The report of the Select Committee on Prison Discipline of September 1857 recommended jail buildings replace the Port Phillip Bay prison hulks. The inquiry recommended adopting London's Pentonvillle design of 1842 to build the jails. This prison design carried on a revolution begun in 1829 by Eastern State Penitentiary in Philadelphia. The complex was based on a central hall from which radiated wings of cells. The principle of the design being that one guard would stand in the centre of the hall and at one glance survey all cells.

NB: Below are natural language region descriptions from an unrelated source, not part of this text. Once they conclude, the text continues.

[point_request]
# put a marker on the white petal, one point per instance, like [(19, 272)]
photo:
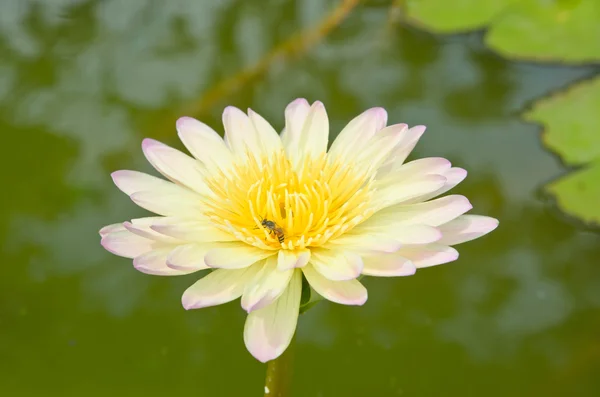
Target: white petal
[(290, 259), (193, 231), (126, 244), (295, 116), (115, 227), (217, 287), (170, 201), (466, 228), (352, 139), (428, 255), (407, 190), (130, 182), (204, 143), (398, 233), (366, 242), (269, 331), (142, 227), (177, 166), (336, 264), (157, 195), (433, 213), (266, 134), (348, 292), (453, 177), (417, 234), (315, 134), (240, 134), (188, 257), (235, 256), (155, 262), (403, 148), (266, 287), (388, 265), (380, 146)]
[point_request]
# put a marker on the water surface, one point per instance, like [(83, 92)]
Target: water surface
[(82, 82)]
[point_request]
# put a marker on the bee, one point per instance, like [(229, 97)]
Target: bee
[(273, 228)]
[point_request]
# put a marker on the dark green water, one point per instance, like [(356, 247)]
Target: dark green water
[(82, 82)]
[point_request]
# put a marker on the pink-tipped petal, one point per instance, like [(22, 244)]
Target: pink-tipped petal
[(130, 182), (352, 139), (175, 165), (336, 265), (126, 244), (432, 213), (388, 265), (170, 201), (266, 287), (417, 234), (217, 287), (193, 231), (428, 255), (466, 228), (367, 242), (115, 227), (380, 147), (269, 331), (155, 263), (404, 192), (349, 292), (188, 257)]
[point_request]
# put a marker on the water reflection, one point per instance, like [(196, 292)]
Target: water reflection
[(85, 80)]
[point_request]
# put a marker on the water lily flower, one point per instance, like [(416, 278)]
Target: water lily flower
[(266, 210)]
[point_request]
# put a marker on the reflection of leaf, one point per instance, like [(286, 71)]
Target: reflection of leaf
[(572, 129), (549, 30), (578, 193), (443, 16)]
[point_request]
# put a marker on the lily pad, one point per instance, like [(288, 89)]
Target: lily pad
[(444, 16), (578, 194), (571, 122), (565, 31)]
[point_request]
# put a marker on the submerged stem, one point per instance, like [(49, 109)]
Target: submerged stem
[(279, 373)]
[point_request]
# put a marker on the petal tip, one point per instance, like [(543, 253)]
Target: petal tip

The construction of the jail began in 1856 and the first cell blocks were completed by 1857. It was completed in 1862 with 58 cells designed to hold a mixture of 74 male and female prisoners. In 1862 a tunnel was constructed to join the jail to the adjacent Ballarat Courthouse, allowing for the safe transfer of prisoners.

In 1872 Captain Moonlite, a bushranger and Anglican clergyman, escaped from the jail.

The prison was closed in 1965.

==Current use==
Most of the jail was demolished to allow the School of Mines Ballarat to expand onto the site. The remaining structures at the site include the main gate, warden's residence and governor's residence. These buildings are now used by Federation University. The old warden's residence is now home to the Australian Centre for Research into Injury in Sports and its Prevention (ACRISP).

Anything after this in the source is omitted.